I booked my first escort about six months ago. Not because I could not find other ways to meet people, but because the loneliness after my divorce had settled into something I could not shift. I lived alone in a flat in Rathmines. My kids came every other weekend. The rest of the time the place was very quiet.
A friend mentioned it, not in a pressuring way, just mentioned it the way you would mention a restaurant. I thought about it for weeks. Then I did it.
The first booking was awkward. Not because she was anything other than professional and kind. She was both. But I did not know how to be in the situation. I did not know where to sit. I did not know whether to make conversation first or just get on with it. I chose conversation and that turned out to be the right call. We talked for about twenty minutes before anything else happened. She asked about my week. I told her about the kids. She seemed genuinely interested, or she was very good at seeming so. Either way it helped.
By the time we got to the point of things I was relaxed enough that the whole experience was quite good. I went home and felt strange for about an hour. Not guilty exactly. Strange. Like something had shifted slightly. The next morning I woke up and it had settled into something neutral. I had done a thing. It had gone fine.
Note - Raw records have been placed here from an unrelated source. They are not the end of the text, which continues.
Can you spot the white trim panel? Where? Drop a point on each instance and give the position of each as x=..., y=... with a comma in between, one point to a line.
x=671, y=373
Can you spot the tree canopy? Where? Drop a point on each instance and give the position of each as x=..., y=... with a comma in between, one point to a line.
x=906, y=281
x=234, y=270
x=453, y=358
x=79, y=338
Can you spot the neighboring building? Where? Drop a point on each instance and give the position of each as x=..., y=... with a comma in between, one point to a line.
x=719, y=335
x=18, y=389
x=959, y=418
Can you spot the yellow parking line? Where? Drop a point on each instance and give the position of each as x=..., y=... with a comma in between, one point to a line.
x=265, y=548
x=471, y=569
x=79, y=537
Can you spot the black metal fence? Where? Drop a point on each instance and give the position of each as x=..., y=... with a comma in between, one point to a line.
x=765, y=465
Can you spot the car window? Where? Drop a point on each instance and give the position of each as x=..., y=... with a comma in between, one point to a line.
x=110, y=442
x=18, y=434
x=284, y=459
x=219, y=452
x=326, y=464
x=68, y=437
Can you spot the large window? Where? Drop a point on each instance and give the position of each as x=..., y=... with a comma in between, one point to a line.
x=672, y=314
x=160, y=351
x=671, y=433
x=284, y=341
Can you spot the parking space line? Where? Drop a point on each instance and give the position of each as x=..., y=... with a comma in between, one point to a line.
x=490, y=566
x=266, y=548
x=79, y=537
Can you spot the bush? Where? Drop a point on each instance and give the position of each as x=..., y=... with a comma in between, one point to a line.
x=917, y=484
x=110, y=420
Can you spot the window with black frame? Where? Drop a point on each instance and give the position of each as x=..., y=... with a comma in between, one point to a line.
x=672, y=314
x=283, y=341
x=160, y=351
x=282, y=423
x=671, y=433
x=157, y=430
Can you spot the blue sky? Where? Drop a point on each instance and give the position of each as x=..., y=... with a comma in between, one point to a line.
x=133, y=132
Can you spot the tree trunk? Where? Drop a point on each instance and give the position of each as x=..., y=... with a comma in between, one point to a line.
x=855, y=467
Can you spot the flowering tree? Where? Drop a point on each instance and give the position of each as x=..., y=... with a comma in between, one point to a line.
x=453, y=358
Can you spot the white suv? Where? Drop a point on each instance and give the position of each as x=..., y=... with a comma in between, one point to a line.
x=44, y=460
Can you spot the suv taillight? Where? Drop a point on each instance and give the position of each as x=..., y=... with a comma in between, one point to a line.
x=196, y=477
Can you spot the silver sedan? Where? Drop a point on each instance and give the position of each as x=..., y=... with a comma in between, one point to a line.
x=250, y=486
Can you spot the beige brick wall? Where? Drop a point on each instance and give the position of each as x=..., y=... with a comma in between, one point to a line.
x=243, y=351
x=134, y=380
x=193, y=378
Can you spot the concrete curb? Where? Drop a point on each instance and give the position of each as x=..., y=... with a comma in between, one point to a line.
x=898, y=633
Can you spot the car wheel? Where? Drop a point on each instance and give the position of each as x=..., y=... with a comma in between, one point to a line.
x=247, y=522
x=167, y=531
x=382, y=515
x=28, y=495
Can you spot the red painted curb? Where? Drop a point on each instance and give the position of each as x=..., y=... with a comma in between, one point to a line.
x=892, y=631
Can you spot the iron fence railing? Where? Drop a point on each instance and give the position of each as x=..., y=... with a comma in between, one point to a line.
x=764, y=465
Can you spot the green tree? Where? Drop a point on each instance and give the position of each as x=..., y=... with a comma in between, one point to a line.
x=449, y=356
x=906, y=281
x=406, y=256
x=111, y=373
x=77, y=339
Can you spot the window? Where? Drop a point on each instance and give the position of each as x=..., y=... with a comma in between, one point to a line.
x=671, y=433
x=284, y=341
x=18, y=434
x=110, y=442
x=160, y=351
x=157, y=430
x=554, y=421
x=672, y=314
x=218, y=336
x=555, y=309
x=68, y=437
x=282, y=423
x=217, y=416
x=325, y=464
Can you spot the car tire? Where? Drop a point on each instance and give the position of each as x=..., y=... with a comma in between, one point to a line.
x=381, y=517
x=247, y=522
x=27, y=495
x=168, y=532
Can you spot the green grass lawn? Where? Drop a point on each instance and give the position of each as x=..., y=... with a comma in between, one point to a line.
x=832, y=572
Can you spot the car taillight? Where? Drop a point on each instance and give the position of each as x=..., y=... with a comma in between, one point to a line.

I have had three more bookings since. Each one has been different. I have started to understand what I am looking for when I read a profile. I have made mistakes, booked people I was not right for and vice versa. But I have also had some genuinely good experiences. I do not know how to explain what I mean by that without it sounding either pathetic or dishonest. So I will not try. What I will say is that I am glad it exists as an option and I think about it honestly now rather than with the mixture of guilt and longing I had before the first time.